Angola : "Pourquoi les chauffeurs de taxi et les militants ne sont-ils pas libérés ?"

La Cour d’appel libère des jeunes faute de preuves

Huit mois plus tard, la Cour d’appel de Luanda a ordonné la libération de plus de 10 jeunes condamnés à la suite des émeutes de juillet 2025, lors de la grève des chauffeurs de taxi, faute de preuves suffisantes.

Les prévenus ont vu leurs peines annulées après un appel de la défense, qui a jugé les peines « mal appliquées et excessives », dans une affaire liée à des allégations de pillages, d’émeutes et de vols.

La défense pointe des failles et parle de « détentions arbitraires »

L’avocat des accusés, Olof Malulu, affirme que la procédure en première instance comportait de graves défauts et affirme que le contexte social a influencé les décisions judiciaires.

« Les juges, avec une certaine pression sociale, je crois qu’ils ont cédé à la condamnation de nombreuses personnes au cours de cette période et ont clairement manqué à certaines exigences légales qui auraient dû être respectées », a-t-il déclaré.

Le juriste ajoute que, selon lui, il y a eu des irrégularités depuis l’arrestation jusqu’au procès. « La manière dont les agents eux-mêmes ont été approchés, la manière dont ils ont été détenus… tout cela a suffi pour que le tribunal de première instance échoue dans la procédure », a-t-il déclaré.

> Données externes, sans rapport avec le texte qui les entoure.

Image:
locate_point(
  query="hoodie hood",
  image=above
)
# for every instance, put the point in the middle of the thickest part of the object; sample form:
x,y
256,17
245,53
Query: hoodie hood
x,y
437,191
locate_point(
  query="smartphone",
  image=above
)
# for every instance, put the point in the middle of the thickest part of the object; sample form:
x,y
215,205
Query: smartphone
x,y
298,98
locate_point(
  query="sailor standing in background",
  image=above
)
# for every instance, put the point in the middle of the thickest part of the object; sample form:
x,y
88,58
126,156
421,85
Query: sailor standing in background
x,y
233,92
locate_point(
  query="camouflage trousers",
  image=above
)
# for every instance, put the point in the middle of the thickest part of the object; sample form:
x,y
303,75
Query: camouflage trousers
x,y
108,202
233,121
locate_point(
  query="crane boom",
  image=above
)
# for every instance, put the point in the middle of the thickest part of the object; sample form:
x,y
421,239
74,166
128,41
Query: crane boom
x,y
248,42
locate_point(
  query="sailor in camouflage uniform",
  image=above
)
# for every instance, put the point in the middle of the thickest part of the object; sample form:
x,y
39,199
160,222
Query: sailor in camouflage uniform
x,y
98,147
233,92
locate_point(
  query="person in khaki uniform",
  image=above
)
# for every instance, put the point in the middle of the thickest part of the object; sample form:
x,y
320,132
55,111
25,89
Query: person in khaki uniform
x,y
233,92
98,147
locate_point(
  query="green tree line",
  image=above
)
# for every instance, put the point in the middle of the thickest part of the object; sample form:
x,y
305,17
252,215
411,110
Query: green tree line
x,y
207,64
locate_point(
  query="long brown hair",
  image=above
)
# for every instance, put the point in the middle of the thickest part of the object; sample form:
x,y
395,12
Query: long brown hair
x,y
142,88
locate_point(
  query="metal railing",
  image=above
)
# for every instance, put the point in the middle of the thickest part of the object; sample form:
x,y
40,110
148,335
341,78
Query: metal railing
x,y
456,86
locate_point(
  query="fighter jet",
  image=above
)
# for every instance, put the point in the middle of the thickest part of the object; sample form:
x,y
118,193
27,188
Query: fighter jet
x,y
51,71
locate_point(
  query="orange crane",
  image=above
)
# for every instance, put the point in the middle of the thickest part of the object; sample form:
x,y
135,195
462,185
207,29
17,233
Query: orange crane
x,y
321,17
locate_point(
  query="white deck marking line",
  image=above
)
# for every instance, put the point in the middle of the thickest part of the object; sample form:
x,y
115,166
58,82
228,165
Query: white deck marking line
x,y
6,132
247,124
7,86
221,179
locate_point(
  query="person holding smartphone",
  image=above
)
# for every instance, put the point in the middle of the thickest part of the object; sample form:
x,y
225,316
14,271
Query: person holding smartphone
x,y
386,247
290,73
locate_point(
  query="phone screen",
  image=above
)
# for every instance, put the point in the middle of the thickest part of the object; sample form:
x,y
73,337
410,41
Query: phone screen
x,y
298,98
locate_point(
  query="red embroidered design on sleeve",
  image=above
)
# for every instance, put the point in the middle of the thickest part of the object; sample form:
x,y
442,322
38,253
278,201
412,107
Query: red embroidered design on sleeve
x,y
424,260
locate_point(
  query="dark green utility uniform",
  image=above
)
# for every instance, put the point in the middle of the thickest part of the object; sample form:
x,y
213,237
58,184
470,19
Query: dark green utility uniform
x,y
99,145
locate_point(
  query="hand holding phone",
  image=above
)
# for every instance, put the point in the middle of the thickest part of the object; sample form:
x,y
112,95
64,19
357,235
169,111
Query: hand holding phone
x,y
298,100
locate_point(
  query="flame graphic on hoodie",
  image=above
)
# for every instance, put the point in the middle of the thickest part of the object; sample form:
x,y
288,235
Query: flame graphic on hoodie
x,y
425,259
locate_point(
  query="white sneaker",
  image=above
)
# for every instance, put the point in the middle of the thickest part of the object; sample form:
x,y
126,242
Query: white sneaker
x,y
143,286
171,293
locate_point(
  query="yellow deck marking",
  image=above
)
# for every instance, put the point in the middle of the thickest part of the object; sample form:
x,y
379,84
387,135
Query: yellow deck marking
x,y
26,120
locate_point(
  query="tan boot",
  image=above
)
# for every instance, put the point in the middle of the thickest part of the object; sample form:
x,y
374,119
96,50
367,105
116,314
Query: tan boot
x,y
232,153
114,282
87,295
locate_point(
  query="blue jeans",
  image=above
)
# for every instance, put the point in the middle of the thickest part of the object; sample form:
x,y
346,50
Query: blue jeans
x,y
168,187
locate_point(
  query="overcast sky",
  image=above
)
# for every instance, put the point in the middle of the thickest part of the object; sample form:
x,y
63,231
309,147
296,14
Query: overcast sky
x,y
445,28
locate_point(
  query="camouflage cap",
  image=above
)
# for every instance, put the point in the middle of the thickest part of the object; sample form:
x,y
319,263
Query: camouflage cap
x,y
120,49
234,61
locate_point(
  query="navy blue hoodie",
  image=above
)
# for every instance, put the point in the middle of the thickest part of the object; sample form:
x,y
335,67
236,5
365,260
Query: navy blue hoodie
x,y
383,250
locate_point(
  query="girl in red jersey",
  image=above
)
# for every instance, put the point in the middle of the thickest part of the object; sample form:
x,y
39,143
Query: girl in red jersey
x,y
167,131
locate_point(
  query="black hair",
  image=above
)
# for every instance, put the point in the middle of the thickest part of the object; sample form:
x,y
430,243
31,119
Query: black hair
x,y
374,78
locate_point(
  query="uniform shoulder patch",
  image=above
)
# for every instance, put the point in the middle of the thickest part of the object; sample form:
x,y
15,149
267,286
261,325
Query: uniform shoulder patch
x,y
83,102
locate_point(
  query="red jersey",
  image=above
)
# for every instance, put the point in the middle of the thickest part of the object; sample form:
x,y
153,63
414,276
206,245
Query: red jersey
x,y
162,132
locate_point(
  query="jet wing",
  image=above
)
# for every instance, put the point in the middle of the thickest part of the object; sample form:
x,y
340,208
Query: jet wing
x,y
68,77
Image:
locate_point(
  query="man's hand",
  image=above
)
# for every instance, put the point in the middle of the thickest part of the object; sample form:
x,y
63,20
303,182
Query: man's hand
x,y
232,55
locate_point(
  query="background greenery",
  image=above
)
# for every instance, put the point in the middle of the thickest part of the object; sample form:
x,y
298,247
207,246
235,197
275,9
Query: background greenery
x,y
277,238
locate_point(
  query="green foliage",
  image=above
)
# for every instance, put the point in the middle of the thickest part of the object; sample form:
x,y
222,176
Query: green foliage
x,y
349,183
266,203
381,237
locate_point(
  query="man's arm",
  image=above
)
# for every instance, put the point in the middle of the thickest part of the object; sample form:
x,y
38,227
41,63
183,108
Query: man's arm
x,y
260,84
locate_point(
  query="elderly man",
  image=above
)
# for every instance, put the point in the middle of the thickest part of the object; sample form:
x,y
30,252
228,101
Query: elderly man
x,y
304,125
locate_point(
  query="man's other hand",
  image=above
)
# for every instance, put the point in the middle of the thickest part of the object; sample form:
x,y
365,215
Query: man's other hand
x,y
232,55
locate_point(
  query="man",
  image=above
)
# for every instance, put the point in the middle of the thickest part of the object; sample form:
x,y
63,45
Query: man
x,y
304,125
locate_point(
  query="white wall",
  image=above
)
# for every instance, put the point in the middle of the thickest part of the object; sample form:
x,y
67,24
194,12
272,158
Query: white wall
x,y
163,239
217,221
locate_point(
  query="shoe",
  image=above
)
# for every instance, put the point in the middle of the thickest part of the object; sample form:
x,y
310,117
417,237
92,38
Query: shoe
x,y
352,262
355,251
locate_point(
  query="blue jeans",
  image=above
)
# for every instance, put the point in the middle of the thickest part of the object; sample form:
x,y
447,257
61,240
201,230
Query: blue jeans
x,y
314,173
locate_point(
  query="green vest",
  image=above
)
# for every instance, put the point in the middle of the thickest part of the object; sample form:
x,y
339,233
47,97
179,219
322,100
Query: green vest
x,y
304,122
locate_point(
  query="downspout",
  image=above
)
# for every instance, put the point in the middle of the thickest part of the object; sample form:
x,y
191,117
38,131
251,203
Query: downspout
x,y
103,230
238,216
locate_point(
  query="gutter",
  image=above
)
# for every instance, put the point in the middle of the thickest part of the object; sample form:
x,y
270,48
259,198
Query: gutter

Malulu considère également qu’il y a eu des « détentions arbitraires » dans plusieurs cas et affirme que les droits des personnes détenues n’ont pas été respectés.

Un militant parle de « détention arbitraire » et exige une compensation

Le militant angolais Pedro Paka considère que cette affaire constitue une grave violation des droits de l’homme et estime que les jeunes devraient être indemnisés pour la période pendant laquelle ils ont été emprisonnés.

« Ces jeunes ont perdu des mois de liberté, ont subi des conséquences sociales et psychologiques et, semble-t-il, n’auront droit à aucune compensation », a-t-il déclaré.

Le militant soutient que le manque de responsabilité de l’État laisse place à la répétition d’erreurs judiciaires sans conséquences.

« Et maintenant, tout ce temps qu’ils ont passé en prison, qui va payer ? » a-t-il demandé, défendant la création de mécanismes d’indemnisation pour les cas d’arrestations sans preuves.

Le militant affirme qu’il y a eu une criminalisation des jeunes dans le contexte de la protestation de juillet 2025 et met en garde contre des arrestations massives sans individualisation des responsabilités : « nous sommes confrontés à un cas d’arrestations arbitraires, qui constituent une grave violation des droits de l’homme », a-t-il déclaré.

Inquiétude pour les autres détenus

Pedro Paka prévient également que plusieurs personnes continuent d’être détenues en relation avec les mêmes émeutes de juillet 2025, notamment des cas de détention préventive prolongée et des situations sans inculpation formelle.

« Il y a de nombreux détenus abandonnés, certains sans procès et d’autres sans inculpation formelle », a-t-il déclaré, affirmant « qu’il y a une ingérence du gouvernement » dans le processus.